The Department of Homeland Security is facing a 5 percent reduction in funding if scheduled cuts approved by Congress go into effect this week. Immigration and Customs Enforcement announced Monday they had “reviewed several hundred cases and placed these individuals on methods of supervision less costly than detention” in anticipation of their reduced resources, according to spokeswoman Barbara Gonzales. Proceedings against them would continue after their release from federal detention.

But Rep. Bob Goodlatte (R-OH), chair of the House Judiciary Committee, which is currently considering immigration reform, condemned the move Tuesday as a manufactured scare tactic.

“It’s abhorrent that President Obama is releasing criminals into our communities to promote his political agenda on sequestration,” Goodlatte said in a statement. “By releasing criminal immigrants onto the streets, the Administration is needlessly endangering American lives. It also undermines our efforts to come together with the Administration and reform our nation’s immigration laws. Unfortunately, this Administration has a poor record of enforcing our immigration laws and has routinely sought to undermine them.”

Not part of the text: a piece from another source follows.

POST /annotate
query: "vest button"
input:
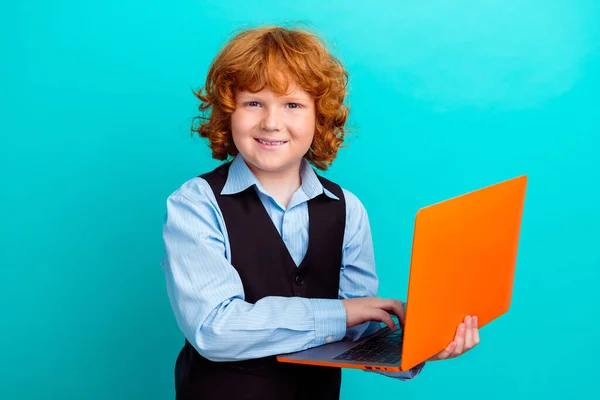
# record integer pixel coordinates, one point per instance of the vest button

In contrast to Goodlatte’s claim of “criminal” immigrants “endangering American lives,” ICE indicated to TPM earlier in the day that officials were taking such factors into account in deciding who to release. “Priority for detention remains on serious criminal offenders and other individuals who pose a significant threat to public safety,” Gonzalez said in an e-mail. Some 55 percent of individuals deported by ICE in 2012 were convicted criminals, according to the agency’s official records.

Goodlatte wasn’t the only one raising the specter of a plot by the White House. Sen. Jeff Sessions (R-AL), a leading critic of comprehensive immigration reform, had his own theory on the ICE announcement, suggesting in a statement that it was a sop to immigrant rights groups who have long complained about the record high number of deportations under the Obama administration.

“The Administration is using the sequester as a convenient excuse to bow to political pressure from the amnesty groups, as it did with its unilateral decision to confer legal status on millions who are not lawfully present,” Sessions said, adding that the ICE cuts “could be much more safely and rationally achieved” through other means.

Sen. John McCain (R-AZ) noted the ICE announcement on his Twitter feed with some skepticism as well.

“Was this really the only way to save money?” he wrote.